Active Transport Futures (atfutures.github.io)
There is an urgent need for all cities to encourage "modal shifts" from automotive to active transport. Active transport brings the dual benefit of not contributing to environmental pollution (and even reducing this where it reflects a concious decision against automotive transport), and enhancing individual health. Encouraging active transport requires understanding where, when, how, and why people travel, and that in turn requires data. There are many organizations aiming to encourage, facilitate, or plan active transport, yet the majority of these operate in a very data-intensive way appropriate to data-rich cities of the global north. Many cities outside the remit of such organizations do not possess the kinds or amounts of data typically needed for such planning. The tools we are developing can be applied anywhere regardless of local data availability. We provide solutions even for cities which have no local data of their own, and use those solutions to guide and inform subsequent collection of data to optimally improve the accuracy of decisions informed by our tools. Importantly, we also eschew one-sizes-fits-all solutions, instead developing suites of tools to best reflect and realize local desires and cultural differences.

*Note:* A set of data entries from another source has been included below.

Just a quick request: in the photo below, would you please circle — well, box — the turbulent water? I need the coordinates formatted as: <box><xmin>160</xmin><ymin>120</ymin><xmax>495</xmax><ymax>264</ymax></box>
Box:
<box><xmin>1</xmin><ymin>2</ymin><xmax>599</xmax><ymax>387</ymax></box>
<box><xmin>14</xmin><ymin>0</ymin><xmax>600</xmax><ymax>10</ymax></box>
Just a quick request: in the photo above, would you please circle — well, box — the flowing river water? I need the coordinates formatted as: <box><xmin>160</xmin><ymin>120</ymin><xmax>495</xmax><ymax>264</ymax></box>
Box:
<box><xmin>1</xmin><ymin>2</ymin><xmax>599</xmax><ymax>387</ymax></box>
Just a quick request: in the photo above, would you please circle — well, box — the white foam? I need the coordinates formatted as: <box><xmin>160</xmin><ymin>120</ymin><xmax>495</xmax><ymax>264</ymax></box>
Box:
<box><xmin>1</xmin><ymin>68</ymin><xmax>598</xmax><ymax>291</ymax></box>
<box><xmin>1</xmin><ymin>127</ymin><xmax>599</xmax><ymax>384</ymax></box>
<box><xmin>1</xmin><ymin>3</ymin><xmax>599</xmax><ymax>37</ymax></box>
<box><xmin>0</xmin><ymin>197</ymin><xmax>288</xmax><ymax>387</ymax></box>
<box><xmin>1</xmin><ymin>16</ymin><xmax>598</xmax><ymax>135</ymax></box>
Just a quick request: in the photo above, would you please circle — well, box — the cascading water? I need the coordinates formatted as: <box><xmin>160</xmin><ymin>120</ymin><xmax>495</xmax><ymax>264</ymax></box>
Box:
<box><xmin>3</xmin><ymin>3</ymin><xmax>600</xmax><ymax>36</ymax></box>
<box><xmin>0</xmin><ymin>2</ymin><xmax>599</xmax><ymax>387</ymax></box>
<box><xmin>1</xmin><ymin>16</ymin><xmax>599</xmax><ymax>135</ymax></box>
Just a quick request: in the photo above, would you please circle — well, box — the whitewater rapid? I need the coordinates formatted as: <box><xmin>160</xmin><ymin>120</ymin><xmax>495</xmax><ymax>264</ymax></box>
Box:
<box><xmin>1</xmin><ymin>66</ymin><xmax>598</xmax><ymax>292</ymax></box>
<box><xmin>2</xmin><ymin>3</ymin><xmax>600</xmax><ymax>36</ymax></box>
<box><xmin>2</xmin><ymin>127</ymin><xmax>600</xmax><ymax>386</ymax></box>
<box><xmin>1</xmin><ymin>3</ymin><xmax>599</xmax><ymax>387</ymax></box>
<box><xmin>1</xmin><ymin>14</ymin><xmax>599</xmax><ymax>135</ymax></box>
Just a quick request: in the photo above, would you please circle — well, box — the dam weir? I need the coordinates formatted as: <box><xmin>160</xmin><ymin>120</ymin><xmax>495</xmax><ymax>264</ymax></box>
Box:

Colleagues from the University of Leeds, U.K., and myself and working in collaboration with the World Health Organization to develop tools to enable cities (primarily of the non-global north) to reach informed decisions on on where, when, and how to optimally design and implement transport infrastructure to best encourage walking and cycling. We are currently developing prototype tools for Accra, Ghana, and Kathmandu, Nepal, which will enable these cities to plan for futures in which automotive transport plays a decreasing role in favour of active transport. Motorized public transport also plays a vital role in encouraging active transport, and our tools improve the ability to plan cities in which increasing numbers of people choose to walk or cycle to sites of public transport infrastructure. Our tools aid decisions both on locations and types of infrastructure, as well as how to encourage more people to engage with existing active transport infrastructure.
In our work for the World Health Organization, we are developing prototype Active Transport Toolboxes for Accra, Ghana, and Kathmandu, Nepal. These toolboxes currently rely entirely on global-scale data, and generate a number of "flow layers" representing densities of active transport throughout the street networks undertaken for particular purposes (generally movement from or to residential locations undertaken for purposes of employment, education, shopping, or recreation, including movement to or from public transport systems which in these two cities means buses). These flow layers can also be disaggregated by demographic groups, enabling distinct layers to be analysed for males and females, or for any desired age group. Our current contract with the World Health Organization will result in static snapshots of current active travel patterns in these two cities, and conversion of these into health and economic terms. This extends from a study we previously completed, and which described the general transport cultures of these two cities, along with surveys of local data availability. All analyses and associated code for this report can be viewed at https://github.com/ATFutures/who, with the final report accessible from the first link of that page.
The present phase is due to be completed by August 2018, following which we will progress to the third phase of extending the static snapshots provided by the current phase to enable dynamic analyses of changes in active transport behaviour. These analyses will be informed through comparison to data on responses to the construction of active transport infrastructure which come primarily from Great Britain. These insights into behavioural responses will be used to inform our prototypes for Accra and Kathmandu. Once those cities begin to implement their Active Transport Futures, data collated from monitoring responses will be able to be immediately incorporated not just in those locally-tailored toolboxes, but in a global understanding of cultural differences in responses to transport infrastructure.
The beneficiaries of an Active Transport Toolbox are in the first instance the individual cities, yet as the project progresses, we will be able to incorporate monitoring data from these cities, and to use this to provide increasingly accurate estimates of likely or plausible differences in response in any other cities. This will ultimately translate to the development of a global-scale network of data exchange whereby the experiences of each city feed back into and support the development of Active Transport Futures in every other city for which a toolbox is developed.